If you've been following Advanced Sports Analytics through the NBA season, you are likely familiar with the importance of player correlation when selecting a DFS lineup. For the MLB DFS players, we provide two correlation tools to help players with lineup strategy. Lineup stacking is particularly common in baseball DFS, so having a good understanding of which players make for an optimal stack is extremely useful.
The first tool is a correlation between players on each team. Below is an example of the Toronto Blue Jays player correlation matrix.
Optimal lineup stacks are usually made up of players with the highest correlation. Highly correlated players tend to do well in tandem, while low and negatively correlated players tend to perform independent of each other or in opposition to each other. Unlike NBA lineups, where you see a lot of negative correlation, most baseball teams have positive correlation among their players. But identifying which players have the strongest positive correlation can be advantageous. For example, if you were planning to build a team around Josh Donaldson, a more optimal stack might be Donaldson/Tulowitzki/Martin or as opposed to Donaldson/Encarnacion/Bautista. One of the driving forces behind players' correlations is their spot in the batting order. For example, the 1 or 2 hitters might have a higher correlation with the 3-5 hitters, because the success of the top 2 hitters gives more opportunities for the 3-5 hitters to create fantasy value through RBIs.
Batting Order Correlation
Because of this, we feel relying solely on player correlations as a tool for player stacking is an incomplete approach. Sometimes players correlate because of where they typically bat in the lineup, but might have less correlation on a given day if they are batting out of their usual spot. Conversely, the batting correlation matrices can help target spot starters who, although might have less pure talent as everyday starters, have favorable conditions if they are batting at a particular spot in the order.
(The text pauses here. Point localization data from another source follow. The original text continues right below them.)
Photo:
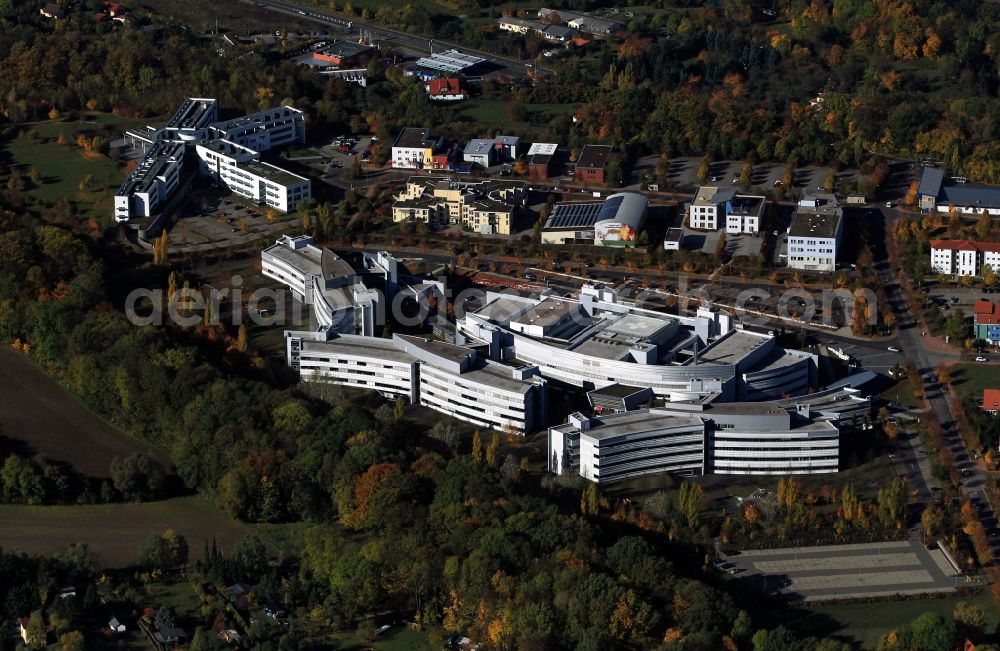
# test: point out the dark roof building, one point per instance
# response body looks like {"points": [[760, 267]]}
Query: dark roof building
{"points": [[936, 192], [591, 165]]}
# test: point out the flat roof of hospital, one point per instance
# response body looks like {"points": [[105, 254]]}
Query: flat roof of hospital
{"points": [[444, 350], [731, 348], [637, 421], [549, 312], [302, 259], [500, 376], [272, 173], [374, 347], [503, 309], [451, 61]]}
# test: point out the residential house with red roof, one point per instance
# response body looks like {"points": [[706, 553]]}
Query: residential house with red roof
{"points": [[446, 89], [991, 400], [986, 321]]}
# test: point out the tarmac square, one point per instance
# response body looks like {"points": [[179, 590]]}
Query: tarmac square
{"points": [[842, 571]]}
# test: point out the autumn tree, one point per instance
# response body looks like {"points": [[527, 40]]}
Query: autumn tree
{"points": [[689, 503], [493, 450], [983, 227], [703, 168], [477, 447], [589, 500]]}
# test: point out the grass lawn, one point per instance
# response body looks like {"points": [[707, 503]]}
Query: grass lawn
{"points": [[494, 111], [867, 622], [38, 416], [901, 392], [63, 167], [116, 531], [971, 379]]}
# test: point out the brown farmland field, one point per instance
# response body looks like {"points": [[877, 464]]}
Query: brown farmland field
{"points": [[116, 531], [39, 416]]}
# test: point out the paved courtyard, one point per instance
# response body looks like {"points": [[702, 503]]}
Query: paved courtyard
{"points": [[840, 571]]}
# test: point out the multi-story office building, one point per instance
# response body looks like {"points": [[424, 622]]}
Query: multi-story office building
{"points": [[240, 170], [356, 361], [450, 379], [798, 436], [611, 448], [228, 152], [935, 192], [815, 234], [151, 183], [597, 341], [713, 208], [964, 257], [484, 206], [341, 301]]}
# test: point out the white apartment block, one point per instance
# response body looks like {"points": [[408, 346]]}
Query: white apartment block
{"points": [[350, 360], [340, 301], [450, 379], [713, 208], [745, 438], [815, 234], [227, 152], [964, 257], [414, 149], [151, 183], [628, 445], [240, 170]]}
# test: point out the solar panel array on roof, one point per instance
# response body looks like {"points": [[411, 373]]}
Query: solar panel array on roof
{"points": [[574, 215]]}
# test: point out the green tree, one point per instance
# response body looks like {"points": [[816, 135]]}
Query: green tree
{"points": [[138, 477], [477, 447], [746, 176], [970, 617], [932, 632], [200, 641], [446, 432], [493, 450], [35, 631], [21, 481], [242, 338], [955, 327], [689, 504], [589, 499], [71, 641], [249, 559], [164, 618], [154, 553], [742, 626]]}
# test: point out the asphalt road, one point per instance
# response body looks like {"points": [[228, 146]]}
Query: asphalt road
{"points": [[926, 360], [419, 43]]}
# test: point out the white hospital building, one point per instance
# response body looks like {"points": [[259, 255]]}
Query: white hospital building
{"points": [[228, 152]]}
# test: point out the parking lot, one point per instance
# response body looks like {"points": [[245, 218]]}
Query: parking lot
{"points": [[218, 219], [847, 571]]}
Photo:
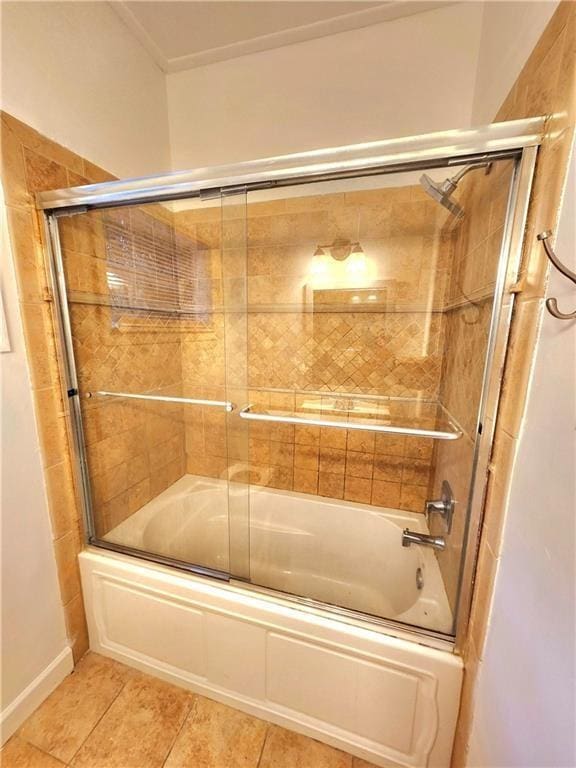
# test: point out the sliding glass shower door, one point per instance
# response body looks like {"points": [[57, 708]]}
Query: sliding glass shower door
{"points": [[276, 383], [151, 303]]}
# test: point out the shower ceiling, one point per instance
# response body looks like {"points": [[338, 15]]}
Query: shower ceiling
{"points": [[183, 35]]}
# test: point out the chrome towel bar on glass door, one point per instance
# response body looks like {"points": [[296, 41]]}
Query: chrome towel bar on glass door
{"points": [[226, 404], [246, 413]]}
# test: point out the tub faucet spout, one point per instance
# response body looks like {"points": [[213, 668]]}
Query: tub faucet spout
{"points": [[411, 537]]}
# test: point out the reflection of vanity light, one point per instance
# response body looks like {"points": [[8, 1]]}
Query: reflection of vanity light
{"points": [[320, 266], [356, 262], [114, 280]]}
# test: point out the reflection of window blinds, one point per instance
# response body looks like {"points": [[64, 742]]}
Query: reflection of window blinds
{"points": [[150, 266]]}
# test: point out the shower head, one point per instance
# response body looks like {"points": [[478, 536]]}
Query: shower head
{"points": [[442, 191]]}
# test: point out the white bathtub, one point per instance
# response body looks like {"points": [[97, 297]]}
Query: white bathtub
{"points": [[370, 690], [337, 552]]}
Batting order correlations can also be useful early in the season, as many teams feature lineups with new faces, who are featured in the current player correlation matrices (as the data is 2016 data). The fluidity of lineups is much greater in baseball than it is in basketball or football, so there is a lot of value to removing player names from correlation consideration, and looking more closely at the batting order correlations, and then going back and filling in the players who are batting in each slot in a given game.